MACD: Part 2
by CI Staff
In last issue’s Technically Speaking column, we introduced the moving average convergence-divergence here. In the second part of this series, we discuss how traders can make use of the MACD.indicator. This indicator combines the trend-following characteristics of moving averages with oscillator traits that help identify overbought or oversold conditions in a security and pinpoint possible divergences between the indicator and the security’s price. To learn about the basics behind the MACD, refer to the Second Quarter 2012 issue of CI, which is available
There are two types of crossovers to look for when using the MACD—signal line crossovers and centerline crossovers. Signal line crossovers are the most commonplace. Remember that the signal line is the nine-day exponential moving averageof the MACD line, which means it lags the MACD line while also smoothing it. A bullish crossover takes place when the MACD line crosses above the signal line. In contrast, a bearish crossover occurs when the MACD line crosses below the signal line.
Since they occur so frequently, it is important to consider these crossovers carefully before acting upon them. Figure 1 shows the signal line crossovers—indicated by the red and green arrows between the upper and lower panes—for Illinois Tool Works, Inc. (ITW) between late August 2011 and February 2012. During this period there were five signal line crossovers—three down and two up.
The bearish crossover in late September 2011 lasted less than a week. However, it was followed by a bullish crossover that preceded a stock price increase of roughly 9% in a little over a month. The second bullish crossover in early December 2011 was followed by a price increase of over 20% before a bearish crossover on February 15, 2012. Note that this crossover took place when the MACD was at an extremely positive level. Crossovers at such extremes—positive or negative—should be viewed with caution. It takes a lot of positive or negative momentum to push the MACD to extreme levels. Even though in this example the signal line generated a bearish signal, this could simply be pointing to a slowing in upward momentum and not an actual reversal in the uptrend.
Another common MACD signal is a centerline crossover. Bullish centerline crossovers take place when the MACD line moves above the zero line, or centerline, and into positive territory. This marks the point where the 12-day EMA moves above the 26-day EMA. A bearish centerline crossover occurs when the MACD line moves into negative territory—when the 12-day EMA moves below the 26-day EMA.
Figure 2 shows four centerline crossovers for Mastercard (MA) between August 2011 and February 2012. As you can see from this chart, centerline crossovers can last a few days or several months. The stronger the trend, the longer the MACD line will remain in either positive or negative territory.
The two yellow zones on the chart show when the MACD line is below the centerline. The first time, MA shares actually rose, while the second time shares moved mainly sideways.
The first positive crossover took place after MA shares had already risen over 10% from their early-October low. The second came after the price had risen over 12% from their January 2012 lows.
These examples illustrate the varying levels of success you can achieve using the MACD by itself.

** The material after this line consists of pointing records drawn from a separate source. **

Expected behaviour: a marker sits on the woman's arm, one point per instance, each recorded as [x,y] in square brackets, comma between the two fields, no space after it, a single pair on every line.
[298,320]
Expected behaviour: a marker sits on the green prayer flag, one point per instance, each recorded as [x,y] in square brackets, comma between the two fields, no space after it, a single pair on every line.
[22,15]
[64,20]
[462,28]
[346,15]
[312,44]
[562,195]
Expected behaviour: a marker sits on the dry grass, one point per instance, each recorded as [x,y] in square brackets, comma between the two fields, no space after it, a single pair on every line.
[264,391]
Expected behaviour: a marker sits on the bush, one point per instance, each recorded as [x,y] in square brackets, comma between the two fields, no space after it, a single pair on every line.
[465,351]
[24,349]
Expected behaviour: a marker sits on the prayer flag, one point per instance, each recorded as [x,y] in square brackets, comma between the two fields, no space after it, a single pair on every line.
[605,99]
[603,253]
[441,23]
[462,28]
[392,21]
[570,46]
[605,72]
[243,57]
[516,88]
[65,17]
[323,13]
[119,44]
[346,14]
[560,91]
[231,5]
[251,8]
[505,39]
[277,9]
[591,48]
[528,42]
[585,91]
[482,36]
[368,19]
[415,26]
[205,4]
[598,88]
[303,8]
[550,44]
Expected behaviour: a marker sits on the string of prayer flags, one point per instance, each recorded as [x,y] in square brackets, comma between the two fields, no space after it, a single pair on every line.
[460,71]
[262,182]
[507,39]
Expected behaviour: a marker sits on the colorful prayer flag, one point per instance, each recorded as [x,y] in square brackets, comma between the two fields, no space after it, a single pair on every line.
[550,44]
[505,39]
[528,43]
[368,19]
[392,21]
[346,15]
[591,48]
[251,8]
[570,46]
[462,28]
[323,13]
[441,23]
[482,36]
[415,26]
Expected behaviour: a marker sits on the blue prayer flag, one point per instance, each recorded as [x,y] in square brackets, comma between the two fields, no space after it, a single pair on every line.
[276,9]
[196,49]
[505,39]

Divergences take place when an indicator diverges from the price action of the underlying security. In the case of the MACD, a bullish divergence occurs when the security is forming lower lows while the MACD line is forming higher lows. The lower prices affirm the current downtrend, but a lack of corresponding lower lows in the MACD line indicates a slowing in the downward momentum. This, in turn, may foreshadow a trend reversal.
Figure 3 illustrates bullish divergence in MACD for Kimball International, Inc. (KBALB) in August and September 2011. Throughout August and September, KBALB shares hit a series of reaction lows. However, as Kimball shares were hitting new lows in late September, the MACD line was forming a higher low. This was followed shortly thereafter by a signal line crossover, which was confirmed with a resistance breakout in mid-October.
A bearish divergence occurs when prices are forming higher highs, yet the MACD is forming lower highs. While higher highs are normal during an uptrend, lower highs on the part of MACD may indicate slowing upside momentum which, eventually, may result in a price reversal to the downside.
Figure 4 is an example of bearish divergence between the shares of V.F. Corp. (VFC) and its MACD. Between February and May of this year, VFC shares hit several intermediate highs while the MACD line was in steady decline. In early May, the share price reversed course, breaking through support while the MACD signal line crossed over to the downside.
The MACD takes a simple trend-following indicator—the moving average—and turns it into a momentum oscillator. With it we can measure the price momentum of an underlying security and identify where waning momentum may be signaling an upcoming price reversal.